An array of Chromium flags to pass to the browser instance. By default, this will be an empty array. A full list of available flags can be found here. NB: if you are launching this in a Heroku app, you will need to pass the --no-sandbox and --disable-setuid-sandbox flags, as explained in this SO answer.

Defaults to []

puppeteerHeadlessMode

Whether or not Puppeteer should run in headless mode. Running in headless mode increases performance by approximately 30% (credit to ole-ve for finding this). If you're not sure about this setting, leave it as it is.

Defaults to true

limit

The total number of articles that you would like to be returned. Please note that with higher numbers, the actual returned number may be lower. Typically the max is 99, but it varies depending on many variables in Puppeteer (such as rate limiting, network conditions etc.).

Defaults to 99

TypeScript 💙

Google News Scraper includes full TypeScript definitions.

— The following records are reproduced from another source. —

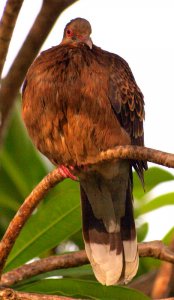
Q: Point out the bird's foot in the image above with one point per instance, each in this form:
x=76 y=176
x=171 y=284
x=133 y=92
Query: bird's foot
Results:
x=66 y=173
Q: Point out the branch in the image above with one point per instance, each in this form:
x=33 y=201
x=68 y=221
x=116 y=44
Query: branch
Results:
x=155 y=249
x=7 y=25
x=135 y=153
x=123 y=152
x=45 y=20
x=24 y=213
x=13 y=295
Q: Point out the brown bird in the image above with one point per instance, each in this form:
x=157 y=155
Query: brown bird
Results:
x=79 y=100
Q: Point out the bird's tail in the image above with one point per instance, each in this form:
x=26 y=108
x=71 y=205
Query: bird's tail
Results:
x=109 y=229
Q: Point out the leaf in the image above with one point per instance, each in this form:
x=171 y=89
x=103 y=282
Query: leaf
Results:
x=83 y=288
x=152 y=177
x=19 y=159
x=142 y=231
x=169 y=237
x=57 y=219
x=166 y=199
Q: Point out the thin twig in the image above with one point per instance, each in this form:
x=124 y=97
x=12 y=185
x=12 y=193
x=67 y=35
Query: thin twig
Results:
x=7 y=25
x=24 y=213
x=155 y=249
x=10 y=86
x=14 y=295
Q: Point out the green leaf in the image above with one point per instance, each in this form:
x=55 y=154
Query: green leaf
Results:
x=166 y=199
x=19 y=158
x=152 y=177
x=142 y=231
x=57 y=219
x=169 y=236
x=83 y=288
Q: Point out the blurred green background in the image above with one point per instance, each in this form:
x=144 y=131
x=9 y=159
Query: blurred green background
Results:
x=55 y=226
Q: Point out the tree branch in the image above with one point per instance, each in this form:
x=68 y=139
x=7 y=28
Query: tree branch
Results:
x=45 y=20
x=7 y=25
x=14 y=295
x=155 y=249
x=137 y=153
x=123 y=152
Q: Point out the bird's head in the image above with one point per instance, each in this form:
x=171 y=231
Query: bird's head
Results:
x=77 y=31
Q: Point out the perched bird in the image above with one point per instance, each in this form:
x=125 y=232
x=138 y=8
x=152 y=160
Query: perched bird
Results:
x=79 y=100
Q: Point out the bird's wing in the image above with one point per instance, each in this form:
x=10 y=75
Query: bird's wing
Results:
x=127 y=102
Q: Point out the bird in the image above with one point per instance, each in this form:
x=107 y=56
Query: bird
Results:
x=79 y=100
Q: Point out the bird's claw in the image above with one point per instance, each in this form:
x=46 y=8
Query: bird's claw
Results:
x=65 y=172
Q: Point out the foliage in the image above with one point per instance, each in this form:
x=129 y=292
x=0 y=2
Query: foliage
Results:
x=58 y=218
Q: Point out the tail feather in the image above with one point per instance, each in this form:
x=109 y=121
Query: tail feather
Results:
x=104 y=257
x=110 y=241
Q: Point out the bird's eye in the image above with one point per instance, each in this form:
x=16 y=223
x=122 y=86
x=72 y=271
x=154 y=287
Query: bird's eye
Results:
x=69 y=32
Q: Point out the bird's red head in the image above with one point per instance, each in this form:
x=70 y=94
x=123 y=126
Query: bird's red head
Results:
x=77 y=31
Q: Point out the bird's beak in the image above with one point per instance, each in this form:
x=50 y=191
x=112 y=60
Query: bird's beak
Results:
x=88 y=42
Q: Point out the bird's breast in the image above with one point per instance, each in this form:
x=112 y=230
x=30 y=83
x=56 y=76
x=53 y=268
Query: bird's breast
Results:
x=67 y=111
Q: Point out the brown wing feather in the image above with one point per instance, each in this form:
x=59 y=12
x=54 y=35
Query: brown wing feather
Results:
x=128 y=104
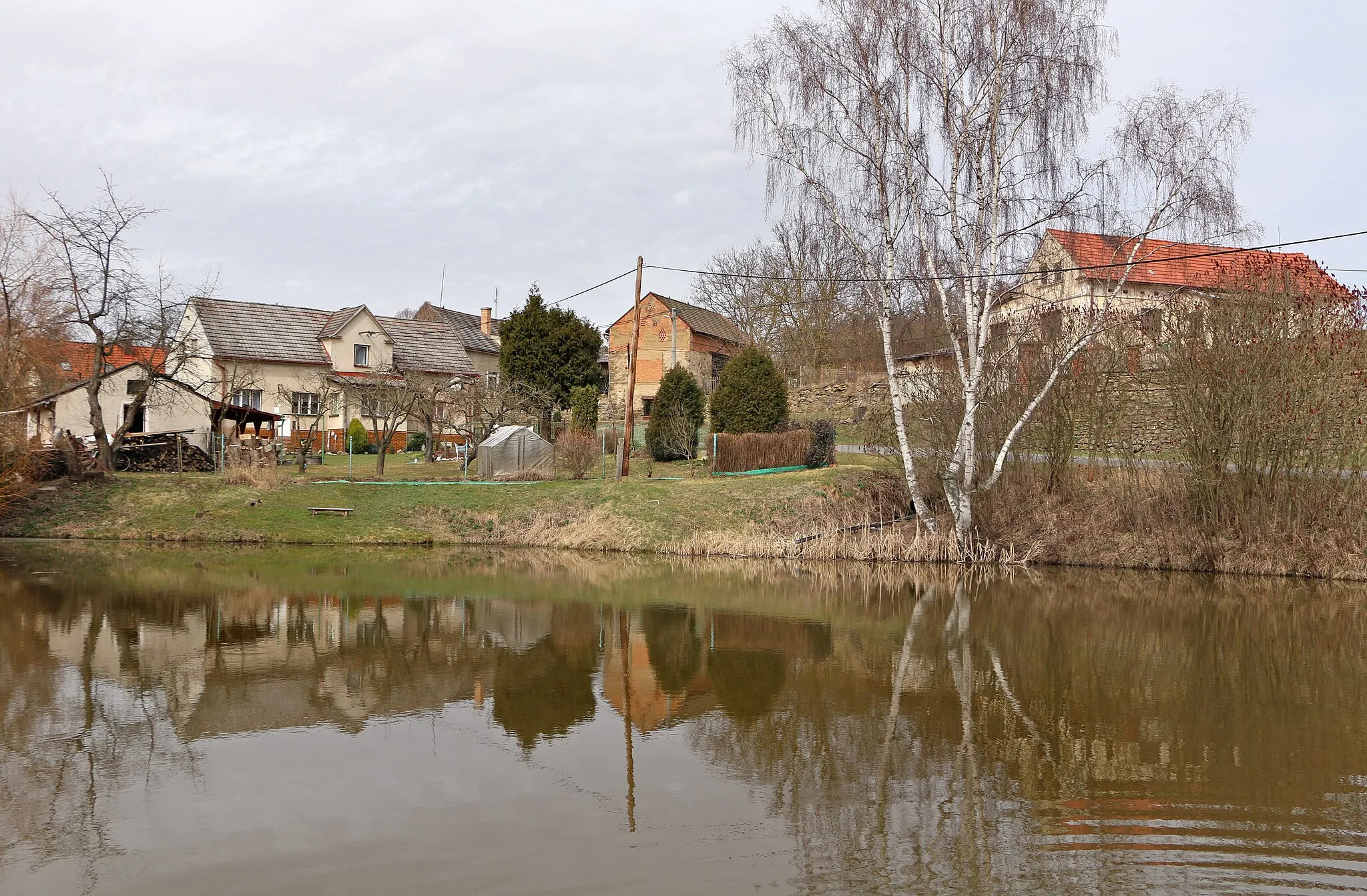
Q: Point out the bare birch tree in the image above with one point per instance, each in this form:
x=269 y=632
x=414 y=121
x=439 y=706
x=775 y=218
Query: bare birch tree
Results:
x=940 y=138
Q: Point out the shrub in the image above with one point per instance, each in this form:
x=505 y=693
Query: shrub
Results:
x=357 y=439
x=762 y=451
x=577 y=450
x=584 y=408
x=751 y=395
x=675 y=416
x=820 y=452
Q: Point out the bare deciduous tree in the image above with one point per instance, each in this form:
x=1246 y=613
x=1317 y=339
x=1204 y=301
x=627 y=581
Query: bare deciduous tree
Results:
x=790 y=296
x=101 y=286
x=310 y=405
x=387 y=398
x=32 y=328
x=437 y=406
x=940 y=137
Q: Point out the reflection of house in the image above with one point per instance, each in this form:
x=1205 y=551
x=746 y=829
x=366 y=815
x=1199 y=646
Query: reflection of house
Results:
x=673 y=334
x=637 y=696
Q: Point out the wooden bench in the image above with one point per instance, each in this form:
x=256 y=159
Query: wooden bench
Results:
x=345 y=511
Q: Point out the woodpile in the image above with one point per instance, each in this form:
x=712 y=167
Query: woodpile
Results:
x=252 y=454
x=162 y=454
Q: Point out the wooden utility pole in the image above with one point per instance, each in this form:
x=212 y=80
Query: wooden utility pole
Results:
x=623 y=466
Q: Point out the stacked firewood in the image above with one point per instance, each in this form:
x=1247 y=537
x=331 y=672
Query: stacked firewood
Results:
x=163 y=454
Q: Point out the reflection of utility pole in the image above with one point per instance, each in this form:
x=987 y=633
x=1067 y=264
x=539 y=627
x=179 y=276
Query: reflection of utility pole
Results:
x=623 y=632
x=623 y=458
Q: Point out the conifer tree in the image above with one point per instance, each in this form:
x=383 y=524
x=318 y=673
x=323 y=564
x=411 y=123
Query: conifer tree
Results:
x=751 y=395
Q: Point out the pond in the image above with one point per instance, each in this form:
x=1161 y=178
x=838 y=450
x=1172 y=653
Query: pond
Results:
x=322 y=720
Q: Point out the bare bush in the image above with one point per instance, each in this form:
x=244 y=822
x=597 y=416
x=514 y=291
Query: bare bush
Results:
x=258 y=477
x=762 y=451
x=577 y=450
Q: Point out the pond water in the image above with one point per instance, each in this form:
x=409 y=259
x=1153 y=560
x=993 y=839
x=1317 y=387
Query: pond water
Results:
x=454 y=721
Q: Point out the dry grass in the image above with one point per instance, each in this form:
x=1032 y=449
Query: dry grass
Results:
x=258 y=477
x=1112 y=518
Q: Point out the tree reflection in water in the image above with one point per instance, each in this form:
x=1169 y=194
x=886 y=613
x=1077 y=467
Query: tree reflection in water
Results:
x=915 y=731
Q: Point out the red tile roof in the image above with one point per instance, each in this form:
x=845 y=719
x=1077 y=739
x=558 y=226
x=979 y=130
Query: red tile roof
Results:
x=77 y=360
x=1162 y=263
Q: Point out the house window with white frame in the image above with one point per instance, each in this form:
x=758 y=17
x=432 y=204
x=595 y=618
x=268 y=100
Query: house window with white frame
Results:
x=305 y=405
x=246 y=398
x=374 y=406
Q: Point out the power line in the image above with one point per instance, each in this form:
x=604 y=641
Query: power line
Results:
x=593 y=287
x=1007 y=275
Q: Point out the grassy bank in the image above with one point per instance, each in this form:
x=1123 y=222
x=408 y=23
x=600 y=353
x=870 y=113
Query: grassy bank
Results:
x=1098 y=516
x=756 y=516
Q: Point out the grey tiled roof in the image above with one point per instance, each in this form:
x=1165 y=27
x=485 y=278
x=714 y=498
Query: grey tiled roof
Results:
x=338 y=322
x=425 y=346
x=703 y=322
x=467 y=328
x=250 y=331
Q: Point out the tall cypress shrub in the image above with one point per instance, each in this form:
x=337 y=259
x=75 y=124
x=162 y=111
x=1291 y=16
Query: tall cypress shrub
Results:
x=751 y=395
x=675 y=416
x=584 y=408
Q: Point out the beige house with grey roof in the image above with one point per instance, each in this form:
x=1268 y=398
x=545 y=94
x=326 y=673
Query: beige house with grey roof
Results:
x=290 y=361
x=479 y=335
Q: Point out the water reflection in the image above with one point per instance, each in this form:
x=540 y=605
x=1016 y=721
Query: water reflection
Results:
x=901 y=730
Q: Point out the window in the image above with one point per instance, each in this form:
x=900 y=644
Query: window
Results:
x=1151 y=324
x=372 y=406
x=248 y=398
x=305 y=405
x=1051 y=324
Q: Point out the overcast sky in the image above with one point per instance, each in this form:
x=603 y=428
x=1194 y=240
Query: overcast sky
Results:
x=332 y=153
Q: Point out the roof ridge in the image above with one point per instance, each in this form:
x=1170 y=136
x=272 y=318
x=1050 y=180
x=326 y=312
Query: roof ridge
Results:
x=292 y=308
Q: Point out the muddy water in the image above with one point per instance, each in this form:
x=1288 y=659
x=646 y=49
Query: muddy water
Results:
x=350 y=721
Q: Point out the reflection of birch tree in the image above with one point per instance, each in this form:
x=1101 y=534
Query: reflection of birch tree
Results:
x=879 y=773
x=71 y=741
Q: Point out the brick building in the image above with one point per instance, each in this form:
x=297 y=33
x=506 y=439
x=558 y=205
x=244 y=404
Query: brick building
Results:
x=673 y=334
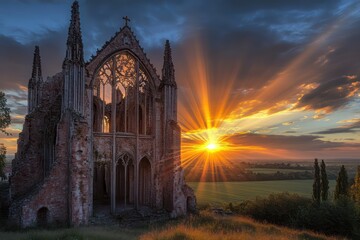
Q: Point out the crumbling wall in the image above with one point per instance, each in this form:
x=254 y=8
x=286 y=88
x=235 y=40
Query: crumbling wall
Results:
x=51 y=193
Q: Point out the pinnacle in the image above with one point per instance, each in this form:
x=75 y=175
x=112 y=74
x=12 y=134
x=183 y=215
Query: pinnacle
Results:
x=168 y=72
x=74 y=41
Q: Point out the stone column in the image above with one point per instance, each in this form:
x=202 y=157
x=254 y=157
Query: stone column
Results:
x=113 y=131
x=137 y=137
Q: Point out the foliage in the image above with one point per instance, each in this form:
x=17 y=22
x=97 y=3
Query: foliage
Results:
x=355 y=188
x=324 y=184
x=2 y=159
x=209 y=226
x=279 y=208
x=316 y=184
x=4 y=113
x=334 y=218
x=342 y=184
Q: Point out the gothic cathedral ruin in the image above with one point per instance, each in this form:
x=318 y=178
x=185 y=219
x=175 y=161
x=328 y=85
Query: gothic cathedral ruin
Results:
x=99 y=132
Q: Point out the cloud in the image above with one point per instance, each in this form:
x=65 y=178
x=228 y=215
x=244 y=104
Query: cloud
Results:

Your IDE should pick the types up automatically, but if not you can find them in the dist/tsc/ folder.

Common JS 👴🏻

Google News Scraper is built to work as an ESM module out of the box, but also works as a Common JS module too, just use require instead of import:

const googleNewsScraper = require('google-news-scraper');

const articles = await googleNewsScraper({ searchTerm: "The Oscars" });

Performance 📈

My test query returned 94 results, which took 4.5 seconds with article content and 3.6 seconds without it. I'm on a fibre connection, and other queries may return a different number of results, so your mileage may vary.

Upkeep 🧹

Please note that this is a web-scraper, which relies on DOM selectors, so any fundamental changes in the markup on the Google News site will probably break this tool. I'll try my best to keep it up-to-date, but changes to the markup on Google News will be silent and therefore difficult to keep track of. Feel free to submit an issue if the tool stops working.

Bugs 🐞

Due to the size of Chromium, this package is too large to run on Vercel free tier. For more information please refer to this issue.

Please report bugs via the issue tracker.

Contribute 🤝

Feel free to submit a PR if you've fixed an open issue. Thank you.

Python version 🐍

If you're looking for a Python version, there's one here. Please note, the Python version is a fork and is maintained separately. If you have any issues with the Python version, please open an issue on that repo instead here.